Изменить стиль страницы

— Что тебе не встречаются те, для кого у тебя ничего не запасено?

— Слушай, Гончар, если я насчет твоей Екатерины обратился…

— Да перестань.

— Тебе же вполне должно быть ясно, что никаких прав у тебя по этому случаю не появилось.

— Да, вполне, вполне ясно. Я же из любопытства…

— А, вот это другое дело. Из любопытства — это пожалуйста. Мы же ведь с тобой из любопытства всегда и жили.

— Ну так что?

— Если ты о моем хорошем настроении, то это по тому случаю, что я не Фауст.

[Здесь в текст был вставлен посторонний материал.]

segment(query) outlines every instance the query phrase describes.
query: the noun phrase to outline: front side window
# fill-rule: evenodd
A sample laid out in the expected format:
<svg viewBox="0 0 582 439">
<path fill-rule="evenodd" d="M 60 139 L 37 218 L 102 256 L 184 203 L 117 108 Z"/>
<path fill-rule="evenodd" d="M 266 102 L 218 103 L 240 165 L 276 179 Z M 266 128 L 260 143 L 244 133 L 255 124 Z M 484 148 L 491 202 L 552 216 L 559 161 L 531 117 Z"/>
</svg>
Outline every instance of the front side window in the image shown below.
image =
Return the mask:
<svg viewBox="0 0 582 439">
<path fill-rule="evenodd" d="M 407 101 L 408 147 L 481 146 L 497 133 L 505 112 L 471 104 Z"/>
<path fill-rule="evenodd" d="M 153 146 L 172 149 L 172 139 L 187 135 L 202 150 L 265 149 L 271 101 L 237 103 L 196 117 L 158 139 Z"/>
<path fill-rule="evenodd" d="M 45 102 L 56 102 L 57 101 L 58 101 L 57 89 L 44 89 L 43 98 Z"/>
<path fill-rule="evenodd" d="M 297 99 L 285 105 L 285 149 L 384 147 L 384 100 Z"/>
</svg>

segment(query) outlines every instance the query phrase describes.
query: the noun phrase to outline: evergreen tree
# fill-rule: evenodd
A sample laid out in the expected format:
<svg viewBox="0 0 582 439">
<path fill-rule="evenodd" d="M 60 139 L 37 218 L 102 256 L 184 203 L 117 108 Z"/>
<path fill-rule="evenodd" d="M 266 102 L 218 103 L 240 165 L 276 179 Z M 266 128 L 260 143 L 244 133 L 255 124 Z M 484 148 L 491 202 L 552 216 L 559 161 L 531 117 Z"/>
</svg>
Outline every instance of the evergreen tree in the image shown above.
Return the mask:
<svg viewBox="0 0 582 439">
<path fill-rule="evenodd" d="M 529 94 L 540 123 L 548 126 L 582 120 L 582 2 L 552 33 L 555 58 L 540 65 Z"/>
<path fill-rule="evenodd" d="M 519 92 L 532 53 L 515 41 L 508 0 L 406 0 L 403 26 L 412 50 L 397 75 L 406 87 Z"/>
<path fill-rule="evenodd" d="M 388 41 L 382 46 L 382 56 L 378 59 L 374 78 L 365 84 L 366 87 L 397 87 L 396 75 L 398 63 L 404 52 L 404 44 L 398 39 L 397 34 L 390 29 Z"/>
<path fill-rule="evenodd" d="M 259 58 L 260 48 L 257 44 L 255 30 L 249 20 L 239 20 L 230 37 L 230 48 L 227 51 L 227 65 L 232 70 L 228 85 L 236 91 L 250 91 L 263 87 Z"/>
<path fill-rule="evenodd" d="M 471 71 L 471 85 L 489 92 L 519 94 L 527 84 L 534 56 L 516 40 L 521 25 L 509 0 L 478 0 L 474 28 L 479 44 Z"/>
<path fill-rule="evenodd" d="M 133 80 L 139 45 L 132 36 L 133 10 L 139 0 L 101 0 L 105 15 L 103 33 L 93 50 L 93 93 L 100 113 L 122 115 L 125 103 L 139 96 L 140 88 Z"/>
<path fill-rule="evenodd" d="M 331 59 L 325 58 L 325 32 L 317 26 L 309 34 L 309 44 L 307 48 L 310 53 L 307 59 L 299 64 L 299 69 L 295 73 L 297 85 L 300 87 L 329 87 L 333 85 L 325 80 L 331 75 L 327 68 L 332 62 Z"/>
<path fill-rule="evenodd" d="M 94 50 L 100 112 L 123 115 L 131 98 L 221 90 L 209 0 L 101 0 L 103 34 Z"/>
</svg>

— Ха-ха. А что, Мефистофель имеется?

— Если бы он вдруг подошел, я бы отказался.

— Душу продать?

— От второй молодости. Я обнаружил — ну, додумался, дочитался, как тебе будет угодно, в общем, я теперь твердо знаю, что мы тогда жили в уникальное время.

— А ты спроси у нынешних. Чудак. Это же просто свойство молодости. Биология. Для любого — его «т о  время» — уникально.

— Это субъективно. И поэтому — не так интересно. А наши «т е  годы» объективно совпали с уникальным узловым моментом. Отмеченным. И все остальное — последствия. От того, как  т а м  тогда все повернулось, — так все дальше и пошло.

— И ты только оттого и весел? Ну пусть даже уникальное. Но мы-то свою львиную лапу не наложили?

— Мы еще тогда и не могли. Но мы хоть тогда были.

— «И только-то»? — как говорит Кюстрин…

— Не хотел бы я сейчас снова стать молодым и глупым. Двадцатилетним.

— Подожди, об этом потом. Сначала объясни, как ты докопался, что наше  т о  время — уникально?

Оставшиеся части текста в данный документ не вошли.